First, we always use the human eye.

We believe in gut feeling.

We trust our intuition.

And we use all these ways of thinking to ensure that what you communicate will be read by your clients exactly the way you intended.

Tools-wise, we use online search frequently; editing and grammar tools occasionally; and the human capacity to detect false notes over and over.

The imperative of the brief

An example of this: word-count imperatives can squeeze the right meaning out of a paragraph and quite the wrong meaning into it. You find yourself having to delete and delete, with the aim of being faithful to the original limitations of the brief.

But when we’ve been writing content for days — or even weeks — we can be so deep in it that sometimes we just don’t see what we’ve actually ended up saying.

How we help you avoid these problems

We provide distance: that judicious eye, gut feeling, and intuitive gaze we mentioned above.

We come to your content fresh — before and after design. Errors always creep in during design: we’re the gatekeepers of that content, if you like.

Design has a lot of plates to spin, always.

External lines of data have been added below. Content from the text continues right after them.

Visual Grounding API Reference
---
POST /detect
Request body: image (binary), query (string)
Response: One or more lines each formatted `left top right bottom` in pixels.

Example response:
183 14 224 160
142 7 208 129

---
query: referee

We catch them before they break your reputation.

The kind of work we deliver

All formats and any: PDF, Word and ODT, PowerPoints and other presentation systems, webpages & websites, video subtitling …

All content and any: text, graphics, interactive content …

All versions of English: UK, US, International, Australian …

And you always choose

Finally, we use three levels of proofing:

  1. Level 1 proofing limits itself to spelling and grammar.
  2. Level 2 proofing includes level 1, plus “readability” and flow.
  3. Level 3 proofing includes levels 1 and 2, plus internal/external links — for “clickability” and relevance — as well as the content of graphics such as labels, text within a graphic, and so forth.

The only difference between the three is the time it takes to complete the proofing and quality-checking process.

As we charge by hour, the choice of which level of proofing will be conditioned by two things:

  • budgetary constraints on your side; and
  • the quality of the copy when it reaches us, on our side.